Jakarta, Aktual.com – Komisi Pemberantasan Korupsi (KPK) mengidentifikasi lebih dari 14 proyek fiktif yang digarap PT Waskita Karya. Saat ini lembaga antikorupsi sedang mendalami dan mempertajam bukti-bukti.
“Ada setidaknya 14 proyek yang sudah kami identifikasi dan tidak tertutup kemungkinan lebih dari 14 proyek, itu akan ditelusuri lebih lanjut,” ungkap Juru Bicara KPK, Febri Diansyah, di Gedung KPK, Jakarta, Kamis (21/11).
Bukan tanpa alasan hal itu sedang didalami lebih lanjut oleh lembaga antikorupsi. Pasalnya,  proyek subkontrak fiktif ini berlangsung atau terjadi cukup lama di perusahaan plat merah tersebut.

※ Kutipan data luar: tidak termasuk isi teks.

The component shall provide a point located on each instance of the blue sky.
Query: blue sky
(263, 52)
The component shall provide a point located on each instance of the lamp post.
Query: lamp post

“Karena kami duga proyek subkontrak fiktif ini terjadi cukup lama di perusahaan tersebut,” kata Febri.
Bahkan, disinyalir juga terjadi saat Desi Arryani menjabat Kepala Divisi III PT Waskita Karya (Persero) Tbk. Nah, dugaan pekerjaan-pekerjaan fiktif lainnya itu menjadi salah satu materi yang didalami tim penyidik saat memeriksa Desi pada hari ini untuk menguatkan bukti-bukti.
Desi yang kini menjabat Dirut Jasa Marga diperiksa sebagai saksi kasus dugaan korupsi pekerjaan fiktif dalam 14 proyek yang digarap PT Waksita Karya dengan tersangka mantan Kepala Divisi II PT Waskita Karya, Fathor Rachman.
Desi diperiksa dalam kapasitas Desi sebagai Kepala Divisi III PT Waskita Karya (Persero) Tbk. KPK memastikan bakal mendalami pekerjaan-pekerjaan fiktif lainnya itu, termasuk pekerjaan fiktif yang digarap Divisi III Waskita Karya yang saat itu dipimpin Desi.
“(Pekerjaan fiktif lainnya di bawah Divisi III Waskita Karya) Itu salah satu poin yang kami dalami lebih lanjut ya,” tegas Febri.
Lebih lanjut dikatakan Febri, tim penyidik dalam pemeriksaan hari ini mencecar Desi mengenai proses terjadinya pekerjaan fiktif di Waskita Karya. Meski berbeda divisi dengan Fathor Rachman, KPK menduga Desi mengetahui mengenai hal tersebut.
“Bagaimana alur, prosesnya karena ada keputusan, pertemuan, pembicaraan-pembicaraan dalam sebuah perusahaan termasuk BUMN itu dapat saja tidak melibatkan satu divisi saja. Juga dapat terkait atau diketahui pihak-pihak lain atau kepala divisi yang lain di perusahaan tersebut. Ini tentu menjadi poin yang kami dalami lebih lanjut dalam proses pemeriksaan ini,” ujar Febri.
Adapun Fathor dan mantan Kabag Keuangan dan Risiko Divisi II PT Waskita Karya Yuly Ariandi Siregar dalam kasus ini diduga menunjuk sejumlah perusahaan subkontraktor untuk melakukan pekerjaan fiktif pada 14 proyek yang dikerjakan oleh PT Waskita Karya.
Proyek-proyek tersebut tersebar di Sumatera Utara, Banten, Jakarta, Jawa Barat, Bali, Kalimantan Timur, hingga Papua.
Sebenernya proyek-proyek tersebut telah dikerjakan oleh perusahaan lainnya. Akan tetapi tetap dibuat seolah-olah akan dikerjakan oleh empat perusahaan yang teridentifikasi sampai saat ini.
Namun, empat perusahaan tersebut diduga tidak melakukan pekerjaan sebagaimana yang tertuang dalam kontrak. Anehnya, PT Waskita Karya disinyalir atas subkontrak pekerjaan fiktif ini selanjutnya melakukan pembayaran kepada perusahaan subkontraktor tersebut.
Pasca menerima pembayaran, perusahaan-perusahaan subkontraktor tersebut menyerahkan kembali uang pembayaran dari PT Waskita Karya itu kepada sejumlah pihak. Pun termasuk yang diduga digunakan untuk kepentingan pribadi Fathor dan Ariandi.
Diduga keuangan negara ditaksir kerugian hingga Rp 186 miliar atas tindak pidana ini. Perhitungan itu merupakan jumlah pembayaran dari PT Waskita Karya kepada perusahaan-perusahaan subkontraktor pekerjaan fiktif.